Reprenons dans l’ordre. Concernant la PAC, tout d’abord. Un certain nombre de règles environnementales qui conditionnent l’octroi des aides européennes aux agriculteurs (préservation des prairies permanentes, rotation des cultures, couverture des sols et mise en jachère d’une partie des terres) ont été modifiées, assouplies ou tout bonnement supprimées lors d’un vote en urgence au Parlement européen en avril dernier, après proposition de la Commission. Il aura suffi de quelques semaines pour perdre des avancées qui avaient été acquises de haute lutte, afin de définir les contours d’une PAC 2023-2027 un peu plus verte que la précédente. Et encore, ces avancées n’étaient déjà pas à la hauteur des grands enjeux environnementaux auxquels doit faire face l’agriculture : dégradation des sols, épuisement des ressources, perte de biodiversité, etc. Bien loin en tout cas des intentions affichées par la Commission en 2020 dans le volet agricole du Pacte vert, la stratégie « Farm to fork », qui envisageait une refonte majeure du système alimentaire européen. Une stratégie qui avait déjà été mise en coupe réglée.
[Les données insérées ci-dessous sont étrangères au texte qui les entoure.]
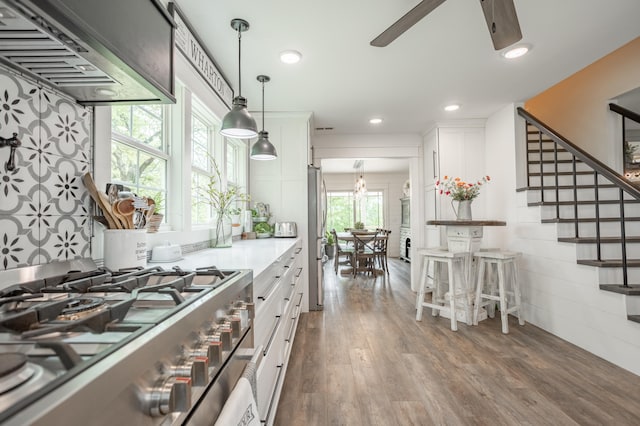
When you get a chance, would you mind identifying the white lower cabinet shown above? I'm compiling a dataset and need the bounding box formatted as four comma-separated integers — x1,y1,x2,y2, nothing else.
254,239,304,425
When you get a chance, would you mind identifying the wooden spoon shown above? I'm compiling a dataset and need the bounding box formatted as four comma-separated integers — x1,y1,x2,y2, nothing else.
111,200,128,229
116,198,136,229
82,173,122,229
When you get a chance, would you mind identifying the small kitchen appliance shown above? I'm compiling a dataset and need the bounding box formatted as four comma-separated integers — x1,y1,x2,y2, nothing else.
273,222,298,238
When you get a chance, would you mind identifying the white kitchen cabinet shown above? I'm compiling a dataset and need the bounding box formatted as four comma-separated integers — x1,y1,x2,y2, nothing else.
423,120,486,247
254,239,305,425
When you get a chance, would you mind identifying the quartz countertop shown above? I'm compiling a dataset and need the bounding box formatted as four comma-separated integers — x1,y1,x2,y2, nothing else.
149,238,299,279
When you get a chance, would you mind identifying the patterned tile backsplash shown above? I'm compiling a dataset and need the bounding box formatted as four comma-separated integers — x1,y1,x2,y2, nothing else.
0,68,93,270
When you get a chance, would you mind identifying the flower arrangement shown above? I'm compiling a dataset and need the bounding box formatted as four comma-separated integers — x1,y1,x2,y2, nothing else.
436,176,491,201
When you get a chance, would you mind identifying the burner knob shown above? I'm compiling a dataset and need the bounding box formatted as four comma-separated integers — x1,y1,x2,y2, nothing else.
233,308,249,329
229,315,242,339
218,324,232,351
209,340,223,367
172,356,209,386
147,377,191,417
203,329,223,367
171,356,209,386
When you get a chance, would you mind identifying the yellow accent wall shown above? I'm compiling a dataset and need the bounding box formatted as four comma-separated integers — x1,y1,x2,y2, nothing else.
525,37,640,166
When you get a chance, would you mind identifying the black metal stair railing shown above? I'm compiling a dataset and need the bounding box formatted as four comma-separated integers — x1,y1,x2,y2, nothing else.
518,108,640,295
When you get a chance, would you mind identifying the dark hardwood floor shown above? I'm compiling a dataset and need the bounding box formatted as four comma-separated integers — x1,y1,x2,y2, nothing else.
275,259,640,426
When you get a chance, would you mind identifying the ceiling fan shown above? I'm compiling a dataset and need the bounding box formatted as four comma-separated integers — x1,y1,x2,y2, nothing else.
370,0,522,50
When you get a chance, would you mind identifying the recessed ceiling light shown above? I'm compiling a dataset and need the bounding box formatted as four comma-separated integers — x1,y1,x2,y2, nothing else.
502,44,530,59
96,88,118,96
0,7,16,19
280,50,302,64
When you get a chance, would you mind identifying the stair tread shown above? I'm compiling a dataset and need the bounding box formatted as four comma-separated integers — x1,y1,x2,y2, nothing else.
578,259,640,268
524,183,617,191
529,170,593,177
600,284,640,296
558,236,640,244
527,158,593,164
541,217,640,223
527,199,640,206
527,148,569,154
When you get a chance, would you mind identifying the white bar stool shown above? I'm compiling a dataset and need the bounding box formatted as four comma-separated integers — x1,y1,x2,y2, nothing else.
473,250,524,334
416,248,471,331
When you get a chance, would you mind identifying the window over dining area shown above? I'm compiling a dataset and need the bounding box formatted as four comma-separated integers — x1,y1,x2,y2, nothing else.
327,190,384,231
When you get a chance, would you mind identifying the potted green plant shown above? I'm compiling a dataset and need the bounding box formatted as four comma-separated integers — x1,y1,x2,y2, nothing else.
324,231,336,259
198,156,249,247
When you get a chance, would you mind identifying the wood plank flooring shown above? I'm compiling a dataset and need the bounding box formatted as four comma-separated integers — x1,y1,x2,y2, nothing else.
275,259,640,426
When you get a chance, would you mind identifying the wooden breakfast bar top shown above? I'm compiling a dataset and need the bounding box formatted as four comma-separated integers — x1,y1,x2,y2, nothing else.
427,220,507,226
Cette nouvelle érosion des quelques ambitions environnementales de la présente PAC obère d’ores et déjà les futures négociations pour la période 2028-2034.
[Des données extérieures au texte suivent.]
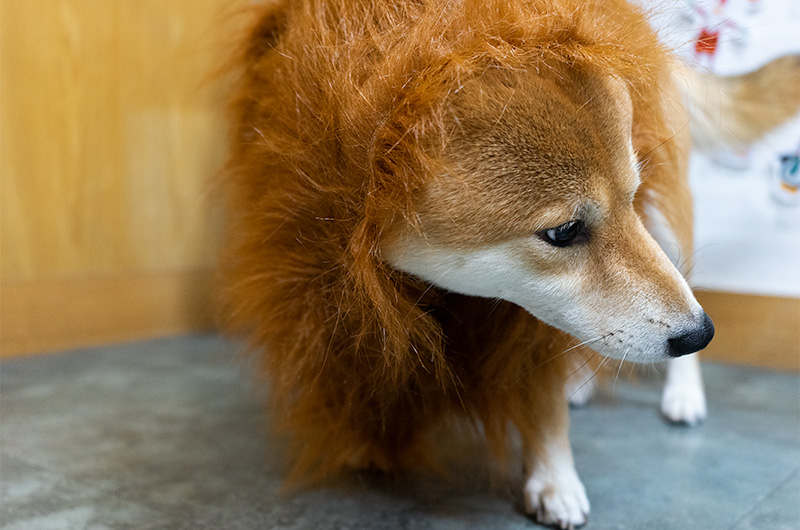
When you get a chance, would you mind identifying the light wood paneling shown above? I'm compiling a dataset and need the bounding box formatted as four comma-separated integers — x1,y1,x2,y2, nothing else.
697,292,800,372
0,271,214,357
0,0,244,281
0,0,245,355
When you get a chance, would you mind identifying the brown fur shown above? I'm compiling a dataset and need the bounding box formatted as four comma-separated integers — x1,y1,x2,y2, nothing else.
222,0,691,479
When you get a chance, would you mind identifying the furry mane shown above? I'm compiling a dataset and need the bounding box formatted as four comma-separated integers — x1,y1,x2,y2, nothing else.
217,0,670,475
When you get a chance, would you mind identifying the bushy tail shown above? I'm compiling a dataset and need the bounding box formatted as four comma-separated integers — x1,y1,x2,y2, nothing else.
683,55,800,150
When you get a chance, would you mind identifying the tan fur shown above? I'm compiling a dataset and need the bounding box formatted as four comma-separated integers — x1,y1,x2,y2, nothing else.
214,0,792,516
222,1,686,477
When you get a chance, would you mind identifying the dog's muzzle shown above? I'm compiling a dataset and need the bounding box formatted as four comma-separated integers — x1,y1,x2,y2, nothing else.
667,311,714,357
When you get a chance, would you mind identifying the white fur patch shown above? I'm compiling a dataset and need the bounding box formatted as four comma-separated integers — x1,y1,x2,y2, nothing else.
384,227,703,362
523,438,590,528
661,354,706,425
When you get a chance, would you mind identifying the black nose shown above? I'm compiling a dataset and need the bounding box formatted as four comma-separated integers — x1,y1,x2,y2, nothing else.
667,312,714,357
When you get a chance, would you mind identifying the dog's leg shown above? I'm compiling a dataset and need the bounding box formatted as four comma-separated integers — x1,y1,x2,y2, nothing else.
661,354,706,425
524,400,589,528
645,200,706,425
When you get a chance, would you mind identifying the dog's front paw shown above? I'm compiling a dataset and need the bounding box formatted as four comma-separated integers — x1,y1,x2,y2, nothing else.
661,381,706,425
524,471,589,529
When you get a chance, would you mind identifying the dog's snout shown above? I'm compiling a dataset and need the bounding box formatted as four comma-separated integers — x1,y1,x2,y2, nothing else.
667,312,714,357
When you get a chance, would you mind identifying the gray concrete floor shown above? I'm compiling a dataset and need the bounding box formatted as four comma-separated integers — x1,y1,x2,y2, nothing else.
0,336,800,530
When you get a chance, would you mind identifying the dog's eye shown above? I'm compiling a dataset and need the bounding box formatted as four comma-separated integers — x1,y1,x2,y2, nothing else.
536,220,587,247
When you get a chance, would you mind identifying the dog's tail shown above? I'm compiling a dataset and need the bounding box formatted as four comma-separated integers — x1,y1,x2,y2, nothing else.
682,55,800,150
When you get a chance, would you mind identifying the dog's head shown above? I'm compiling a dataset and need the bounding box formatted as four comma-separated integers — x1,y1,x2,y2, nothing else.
381,71,713,361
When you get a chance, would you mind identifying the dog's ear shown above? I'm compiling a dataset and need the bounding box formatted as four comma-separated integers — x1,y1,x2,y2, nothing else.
240,0,289,61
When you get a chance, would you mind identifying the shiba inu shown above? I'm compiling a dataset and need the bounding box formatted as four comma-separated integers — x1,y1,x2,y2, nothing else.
221,0,797,527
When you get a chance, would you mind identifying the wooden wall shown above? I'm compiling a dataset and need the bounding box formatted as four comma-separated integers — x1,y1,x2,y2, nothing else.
0,0,800,371
0,0,245,355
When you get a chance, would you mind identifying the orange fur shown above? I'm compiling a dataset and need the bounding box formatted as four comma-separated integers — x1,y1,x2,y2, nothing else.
217,0,680,479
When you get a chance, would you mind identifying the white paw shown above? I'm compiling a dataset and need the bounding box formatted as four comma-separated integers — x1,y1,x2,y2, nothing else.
524,464,589,529
661,383,707,425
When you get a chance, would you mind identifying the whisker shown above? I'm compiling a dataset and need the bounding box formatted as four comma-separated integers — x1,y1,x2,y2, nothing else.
611,348,631,393
567,357,611,401
513,335,608,385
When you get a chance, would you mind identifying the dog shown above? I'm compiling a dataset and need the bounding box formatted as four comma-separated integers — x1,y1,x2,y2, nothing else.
220,0,800,528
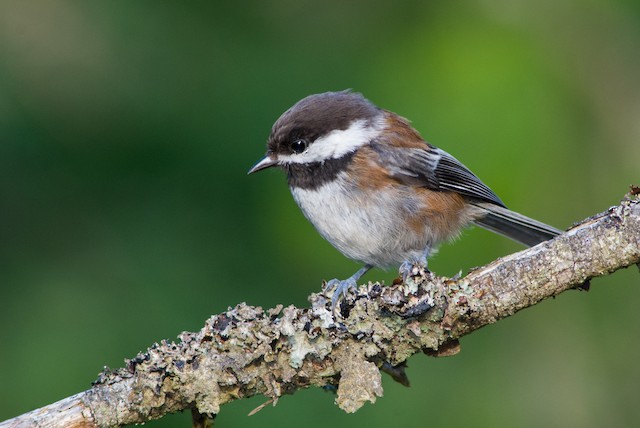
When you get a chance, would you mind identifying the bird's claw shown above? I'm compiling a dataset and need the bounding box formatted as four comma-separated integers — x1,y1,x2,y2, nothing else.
398,260,429,284
324,278,358,314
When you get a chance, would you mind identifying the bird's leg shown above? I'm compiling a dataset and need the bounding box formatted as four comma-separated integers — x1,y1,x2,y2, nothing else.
323,265,373,312
399,245,431,283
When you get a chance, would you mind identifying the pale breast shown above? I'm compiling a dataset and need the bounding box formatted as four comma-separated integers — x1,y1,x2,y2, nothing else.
291,175,470,267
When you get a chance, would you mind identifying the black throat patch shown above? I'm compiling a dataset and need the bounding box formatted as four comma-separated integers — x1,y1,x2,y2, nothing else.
283,152,355,190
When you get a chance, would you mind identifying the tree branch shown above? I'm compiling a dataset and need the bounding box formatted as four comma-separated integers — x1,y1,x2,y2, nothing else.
0,195,640,427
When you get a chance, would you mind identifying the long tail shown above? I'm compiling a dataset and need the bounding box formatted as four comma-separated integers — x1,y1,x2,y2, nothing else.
474,202,562,247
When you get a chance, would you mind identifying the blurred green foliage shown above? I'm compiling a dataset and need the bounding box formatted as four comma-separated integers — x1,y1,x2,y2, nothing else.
0,0,640,428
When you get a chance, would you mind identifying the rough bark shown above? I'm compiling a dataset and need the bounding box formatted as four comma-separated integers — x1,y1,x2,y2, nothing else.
0,196,640,427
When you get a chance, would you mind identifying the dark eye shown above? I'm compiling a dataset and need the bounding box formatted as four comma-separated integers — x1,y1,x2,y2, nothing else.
291,139,309,153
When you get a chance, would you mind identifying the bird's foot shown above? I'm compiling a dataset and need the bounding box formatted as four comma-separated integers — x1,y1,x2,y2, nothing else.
398,260,429,284
322,265,373,314
324,277,358,313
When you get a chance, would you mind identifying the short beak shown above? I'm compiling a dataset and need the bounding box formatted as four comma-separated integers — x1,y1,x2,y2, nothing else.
247,155,278,174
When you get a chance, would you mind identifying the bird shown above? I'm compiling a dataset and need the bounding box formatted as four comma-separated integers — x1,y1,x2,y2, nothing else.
248,90,561,310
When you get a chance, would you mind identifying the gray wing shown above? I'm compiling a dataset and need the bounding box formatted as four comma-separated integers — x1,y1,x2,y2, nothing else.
371,143,505,207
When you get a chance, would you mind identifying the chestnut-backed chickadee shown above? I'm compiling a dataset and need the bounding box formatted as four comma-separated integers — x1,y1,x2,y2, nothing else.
249,91,561,308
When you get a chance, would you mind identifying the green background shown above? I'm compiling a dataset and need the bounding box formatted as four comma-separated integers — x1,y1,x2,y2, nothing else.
0,0,640,428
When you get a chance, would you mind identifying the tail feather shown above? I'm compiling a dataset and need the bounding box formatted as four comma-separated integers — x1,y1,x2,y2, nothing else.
474,203,562,247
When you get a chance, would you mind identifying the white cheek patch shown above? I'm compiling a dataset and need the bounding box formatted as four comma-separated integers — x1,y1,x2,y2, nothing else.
278,118,384,163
C’est donc finalement un formidable exercice de prestidigitation qui s’est joué : la colère des agriculteurs qui ont manifesté pour leurs revenus dans de nombreux pays européens a été instrumentalisée pour réduire les contraintes environnementales des plus grands bénéficiaires de la PAC… Mais attention, rien n’est réglé sur l’essentiel, à savoir une plus juste répartition de la valeur dans un certain nombre de filières agri-alimentaires.
À propos de la nouvelle LOA, ensuite. Renégociée dans l’urgence, elle a été présentée en Conseil des ministres en avril dernier sous le titre de « projet de loi d’orientation pour la souveraineté agricole et le renouvellement des générations en agriculture ». Pour supposément répondre à la colère des agriculteurs, un nouveau volet est venu s’ajouter afin d’établir « un cadre simplifié d’action pour sécuriser et libérer l’exercice des activités agricoles »… Il propose ainsi une série de dispositions techniques sur l’adaptation du régime de répression des atteintes au droit de l’environnement ; sur la réduction des délais de recours contentieux contre les projets agricoles et ouvrages hydrauliques ou encore sur la simplification du régime applicable aux haies. Mais plus fondamentalement, ce projet de loi crée un nouvel article du Code rural ainsi rédigé : « l’agriculture, la pêche, l’aquaculture et l’alimentation sont d’intérêt général majeur en tant qu’elles garantissent la souveraineté alimentaire qui contribue à la défense des intérêts fondamentaux de la Nation ».
La « souveraineté alimentaire » deviendra alors un objectif structurant des politiques publiques, au même titre que l’environnement, déclaré « d’intérêt général » dans la loi de 1976 relative à la protection de la nature. Aujourd’hui, l’agriculture qui utilise des ressources naturelles (eau, sol, biodiversité) et des produits polluants est soumise au droit de l’environnement, au nom de l’intérêt général. Demain, il y aura un rééquilibrage juridique entre l’intérêt général écologique et l’intérêt général agricole. Il sera alors bon de se rappeler que la protection de l’environnement a valeur constitutionnelle depuis 2005…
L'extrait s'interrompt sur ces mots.